The chamber is centered around the machine in the center; a mid grade nuclear reactor, from the looks of it. The support arms around it feeding in cosmic radiation, crystallized through contact with one of the more stable paramaterial devices the station has. The connections are bad, though; small crackles of energy dance across badly linked cabling. And at the base of the machine, there’s a tangle of looped black cable that almost looks like a nest it’s so coiled up.

I look closer.

There are glowing objects in the nest. It is a nest.

Well heck. I take a step forward, then stop. What am I even doing down here? Is this one of the things the station’s spectre was trying to keep me from? Is it protecting this? Are these… eggs… going to hatch into something awful and kill me? Me and Dyn and Dog and probably the AIs too. I wouldn’t be surprised. Nothing would surprise me anymore, I don’t think. Maybe that’s what the thing in the machine was; just a digital part of a life form that feeds on energy and needs time to grow before it hatches.

I can almost feel sympathy for that.

I head over to the control panel, to double check this place’s stability, and see just how much these things are eating out of my power supply. That last part is more important than I want to admit; we are almost *constantly* gated by how much power we can produce. And finding stable sources out here is hard when they’re often what automated weapons lock onto and target.

“The siphon ratio is fine.” A crackling voice says from the door to my side as I start trying to manually pull up information. “They’re just taking ambient heat and radiation, really.”

I jolt into a turn, fur bristling in anticipation of an attack, kicking myself backward so I can get my paw lasers up if I need to. But no strike comes. Instead, there’s just someone standing in the door, watching me quietly.

They feel familiar. Even though they’re a two foot tall crackling outline of ghostly blue plasma. Maybe it’s the achingly obvious quadruped form, or the nervous flicking of their tail, or the way their ears are laid flat on her head. Maybe it’s because they spoke to me in cat, a language that really only one person knows. Or maybe it’s the feeling of quiet desperation and exhausted, empty pain that she gives off.

Or maybe it’s because I know her as soon as we make eye contact.

“Hello Lily.” I meow softly.

“Hello Lily.” She says back in a voice like a leaking battery.

“So…” I pause. What do you say to yourself?
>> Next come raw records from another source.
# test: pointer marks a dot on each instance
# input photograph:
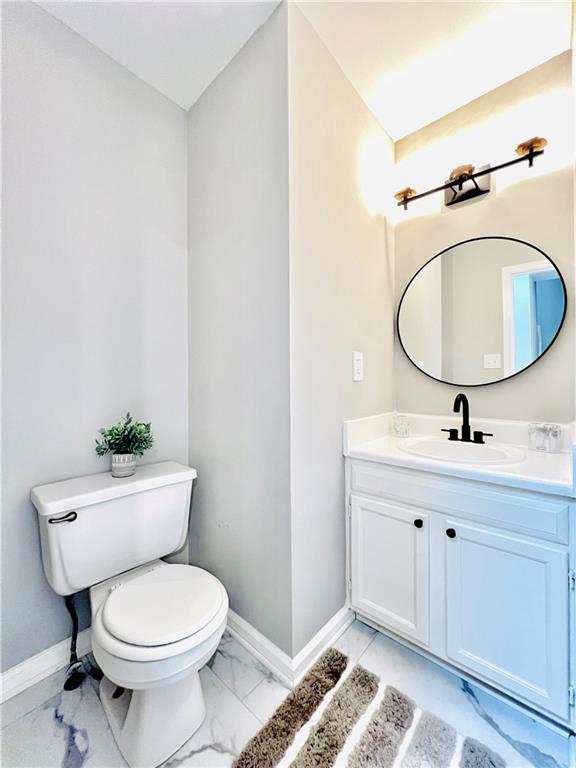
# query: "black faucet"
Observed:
(462, 400)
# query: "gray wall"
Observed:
(94, 320)
(341, 299)
(535, 205)
(239, 333)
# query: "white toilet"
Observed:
(154, 624)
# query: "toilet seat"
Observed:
(162, 606)
(198, 623)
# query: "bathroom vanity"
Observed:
(470, 563)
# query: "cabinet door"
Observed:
(389, 566)
(507, 612)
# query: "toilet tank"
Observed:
(94, 527)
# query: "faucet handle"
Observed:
(452, 433)
(479, 436)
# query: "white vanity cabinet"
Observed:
(390, 568)
(478, 576)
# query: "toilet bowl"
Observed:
(154, 624)
(153, 629)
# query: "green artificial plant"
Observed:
(127, 436)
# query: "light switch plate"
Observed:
(493, 360)
(357, 366)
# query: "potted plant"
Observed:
(125, 440)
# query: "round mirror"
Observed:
(481, 311)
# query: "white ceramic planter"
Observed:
(123, 464)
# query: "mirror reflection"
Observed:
(481, 311)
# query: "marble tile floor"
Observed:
(44, 727)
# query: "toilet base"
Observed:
(150, 725)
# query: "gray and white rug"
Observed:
(342, 715)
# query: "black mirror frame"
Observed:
(455, 245)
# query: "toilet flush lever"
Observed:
(69, 518)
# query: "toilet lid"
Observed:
(163, 606)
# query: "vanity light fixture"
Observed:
(526, 151)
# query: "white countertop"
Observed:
(542, 472)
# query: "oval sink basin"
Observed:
(466, 453)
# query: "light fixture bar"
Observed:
(528, 150)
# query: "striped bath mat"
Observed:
(341, 715)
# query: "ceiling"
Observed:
(411, 62)
(176, 47)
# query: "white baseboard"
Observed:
(43, 664)
(288, 670)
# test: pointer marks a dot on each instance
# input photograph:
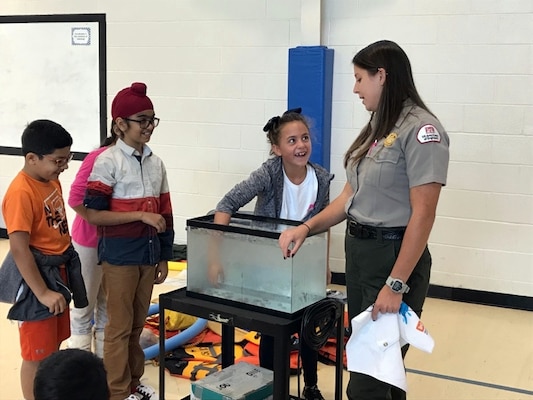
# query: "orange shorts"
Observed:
(39, 339)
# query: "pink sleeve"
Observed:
(77, 190)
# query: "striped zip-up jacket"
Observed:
(122, 180)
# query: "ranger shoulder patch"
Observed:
(428, 133)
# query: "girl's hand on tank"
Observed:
(291, 239)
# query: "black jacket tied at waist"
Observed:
(26, 307)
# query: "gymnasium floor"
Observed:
(481, 353)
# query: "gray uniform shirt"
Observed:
(266, 183)
(416, 152)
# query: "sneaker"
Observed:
(312, 393)
(144, 392)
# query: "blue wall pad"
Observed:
(310, 86)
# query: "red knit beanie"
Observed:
(130, 101)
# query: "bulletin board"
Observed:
(53, 67)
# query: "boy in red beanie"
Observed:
(128, 199)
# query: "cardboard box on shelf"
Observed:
(242, 381)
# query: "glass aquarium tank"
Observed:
(242, 264)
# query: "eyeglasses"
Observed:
(145, 122)
(60, 162)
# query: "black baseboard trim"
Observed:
(465, 295)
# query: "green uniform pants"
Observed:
(368, 264)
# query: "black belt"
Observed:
(371, 232)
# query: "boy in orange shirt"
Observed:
(41, 255)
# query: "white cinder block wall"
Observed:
(217, 70)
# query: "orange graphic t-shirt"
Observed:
(37, 208)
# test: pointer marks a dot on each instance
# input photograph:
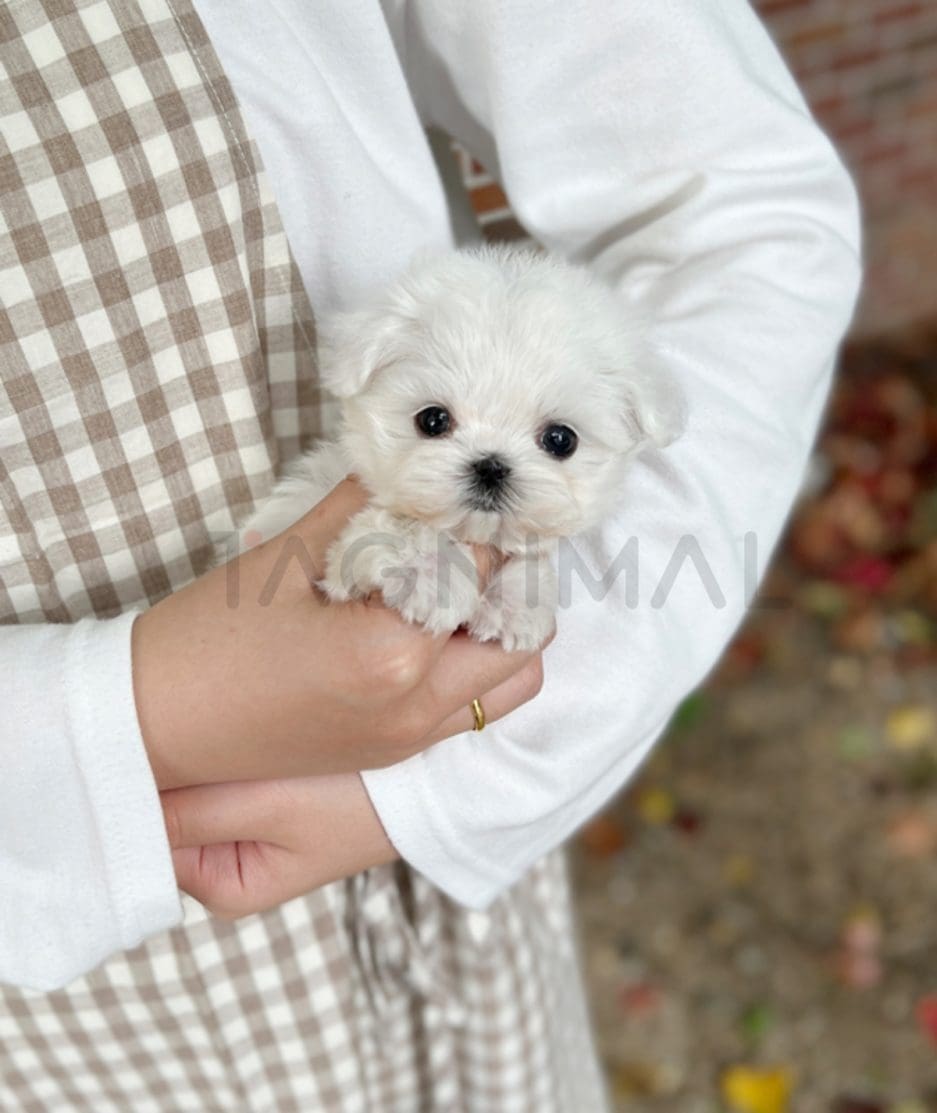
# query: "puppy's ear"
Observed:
(354, 344)
(654, 407)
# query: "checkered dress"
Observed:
(156, 364)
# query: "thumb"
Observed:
(203, 815)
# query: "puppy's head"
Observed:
(495, 393)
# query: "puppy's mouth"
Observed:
(491, 502)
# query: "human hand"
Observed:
(285, 685)
(243, 847)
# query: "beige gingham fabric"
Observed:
(156, 364)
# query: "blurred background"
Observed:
(759, 910)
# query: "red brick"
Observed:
(890, 15)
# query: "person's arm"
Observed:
(85, 866)
(100, 715)
(667, 146)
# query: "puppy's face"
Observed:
(493, 394)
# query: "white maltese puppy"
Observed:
(493, 395)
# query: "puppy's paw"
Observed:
(519, 607)
(431, 580)
(439, 591)
(516, 628)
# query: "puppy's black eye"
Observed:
(433, 421)
(559, 441)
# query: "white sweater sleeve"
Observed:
(666, 145)
(85, 863)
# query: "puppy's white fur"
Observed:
(508, 341)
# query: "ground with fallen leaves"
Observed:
(759, 910)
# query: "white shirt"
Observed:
(667, 146)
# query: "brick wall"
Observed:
(868, 69)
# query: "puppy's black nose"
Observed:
(490, 472)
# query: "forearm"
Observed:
(85, 868)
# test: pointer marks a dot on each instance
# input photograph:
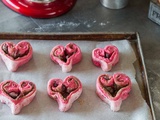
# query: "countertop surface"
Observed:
(91, 16)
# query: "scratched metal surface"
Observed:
(91, 16)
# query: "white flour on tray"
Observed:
(89, 106)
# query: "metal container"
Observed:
(114, 4)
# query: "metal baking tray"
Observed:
(132, 37)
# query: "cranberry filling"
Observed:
(113, 90)
(13, 93)
(63, 90)
(15, 52)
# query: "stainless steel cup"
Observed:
(114, 4)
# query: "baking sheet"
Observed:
(40, 69)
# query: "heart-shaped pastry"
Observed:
(64, 92)
(105, 58)
(16, 96)
(66, 56)
(113, 89)
(15, 55)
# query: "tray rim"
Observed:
(92, 36)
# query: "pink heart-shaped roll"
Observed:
(16, 96)
(15, 55)
(105, 58)
(66, 56)
(64, 92)
(113, 89)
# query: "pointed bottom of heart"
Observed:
(16, 108)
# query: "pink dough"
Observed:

Or, someone who could have been you. An old mirror, still showing someone you recognize, but a little off, and a little different. What do you tell a you that you don’t know? “Do you have taste buds?” I ask. “Because we’re making stir fry upstairs, if you want to come eat with us.”

She sobs like a geometric ripple through her electrical form, deflating as tension drains out of both of us, taking a stumbling step forward, cautiously testing if we can make contact without killing each other. And then, leaning into each other as we meet properly for the first time.

Ennos pings me that the system has located me. But it can’t undo what’s been done now.

Though I’ll have to find a new way to trick my way to the other points on the activity log.

Because I suspect, now, that I have more than one sister in my home.